GRAIN growers keen to attain some residual weed control from their early post-emergent broadleaf herbicide application, plus utilise a new option to improve resistance management, will be excited by the registration of a new herbicide on the eve of the 2014 cropping season.Triathlon is a unique, broad spectrum herbicide for use in winter cereals that contains three active ingredients ( diflufenican, bromoxynil and MCPA) from three different herbicide groups (Groups F, C and I).
Applied from the 3-leaf crop growth stage, it is highly effective against 47 broadleaf weeds, including hard-to-control wild radish as well as capeweed, doublegee, volunteer canola, wireweed and wild turnip.
Triathlon, from Adama, has shown promising activity on certain herbicide resistant wild radish populations and extensive testing has also shown excellent crop safety across multiple varieties.
Last year in trials at Walla Walla in New South Wales against toad rush, wireweed and capeweed; at Beverley and York in Western Australia and Roseworthy in South Australia against wild radish; and at Colbinabbin in Victoria against volunteer canola, it performed very well when compared with newer post-emergent broadleaf weed control standards.

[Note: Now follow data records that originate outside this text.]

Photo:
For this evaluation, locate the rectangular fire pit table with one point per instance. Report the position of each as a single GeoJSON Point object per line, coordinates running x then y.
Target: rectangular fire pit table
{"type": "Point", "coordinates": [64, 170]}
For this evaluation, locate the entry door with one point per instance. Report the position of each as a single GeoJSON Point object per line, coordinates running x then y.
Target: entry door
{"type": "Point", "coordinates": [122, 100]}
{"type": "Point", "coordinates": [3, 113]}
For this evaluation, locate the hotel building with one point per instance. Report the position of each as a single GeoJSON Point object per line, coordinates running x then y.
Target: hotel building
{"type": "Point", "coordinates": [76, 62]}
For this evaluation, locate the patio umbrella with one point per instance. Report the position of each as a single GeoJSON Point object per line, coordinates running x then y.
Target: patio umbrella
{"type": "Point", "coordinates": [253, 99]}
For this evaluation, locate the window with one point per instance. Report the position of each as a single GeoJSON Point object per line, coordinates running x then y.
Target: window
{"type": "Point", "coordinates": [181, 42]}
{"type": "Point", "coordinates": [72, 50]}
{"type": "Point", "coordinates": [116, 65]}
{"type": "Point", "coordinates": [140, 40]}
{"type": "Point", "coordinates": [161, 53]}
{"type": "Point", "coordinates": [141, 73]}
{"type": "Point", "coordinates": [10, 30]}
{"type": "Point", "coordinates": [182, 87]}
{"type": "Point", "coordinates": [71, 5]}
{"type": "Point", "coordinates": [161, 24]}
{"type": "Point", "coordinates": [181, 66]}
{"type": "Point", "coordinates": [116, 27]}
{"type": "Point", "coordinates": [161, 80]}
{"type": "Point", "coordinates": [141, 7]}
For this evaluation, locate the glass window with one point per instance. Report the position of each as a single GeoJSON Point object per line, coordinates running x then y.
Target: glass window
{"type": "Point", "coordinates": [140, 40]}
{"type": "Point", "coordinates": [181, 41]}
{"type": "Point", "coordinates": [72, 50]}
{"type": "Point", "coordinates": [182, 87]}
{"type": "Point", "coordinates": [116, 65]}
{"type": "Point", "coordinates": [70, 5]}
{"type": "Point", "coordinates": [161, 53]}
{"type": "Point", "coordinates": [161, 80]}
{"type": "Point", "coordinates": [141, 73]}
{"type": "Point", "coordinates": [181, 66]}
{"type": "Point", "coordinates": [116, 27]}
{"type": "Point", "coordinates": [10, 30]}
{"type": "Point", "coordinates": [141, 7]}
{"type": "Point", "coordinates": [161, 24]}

In a previous trial at Wongan Hills in WA, there were significantly less emerged weeds 34 days and 41 days after application when applied at higher rates and compared to other post-emergent broadleaf herbicides.
Adama Senior Product Manager Jock Leys said Triathlon’s three modes of action could reduce the need to include other herbicides with it, while its good residual activity could improve yields and reduce the need for second sprays in many situations.
“With the three herbicide modes of action, Triathlon is an ideal choice for those farmers with suspected resistant weeds or those just hoping to rotate and avoid resistance ,’’ Jock said.
“It is vital to rotate all available modes of action to help extend the life of existing herbicides and to also employ non-chemical weed control practices such as windrow burning, spray-topping and weed seed collection at harvest.’’
He said in suitable situations, it could be highly effective to apply Triathlon at the 3-leaf crop growth stage, minimising the effects of weeds on crop yield whilst also gaining some residual weed control to reduce the likelihood of later germinating weeds emerging and affecting crops.
Compatible with a wide range of herbicides as well as insecticides, fungicides and liquid fertiliser, Triathlon is recommended to be applied at rates from 250mL up to 1000mL per hectare depending on the target weed and weed size. Water volumes should be at least 50 litres/ha and preferably higher to achieve maximum leaf and soil coverage, as two of the three active ingredients rely primarily on contact activity.
Triathlon’s knockdown control is better on smaller weeds and application when crop canopies are relatively open, allowing the herbicide to reach the ground, will help maximise the residual activity.
The release of Triathlon in time for the 2014 season is well timed coinciding with the ramping up of the industry wide ‘WeedSmart’ initiative. ‘WeedSmart’ is an industry wide initiative including key industry partners such as Adama, other herbicide manufacturers, GRDC, universities and advisory firms. Triathlon will be a valuable new tool for growers and agronomists to incorporate into their weed control programs and fits well under the weed control principles espoused under ‘WeedSmart’.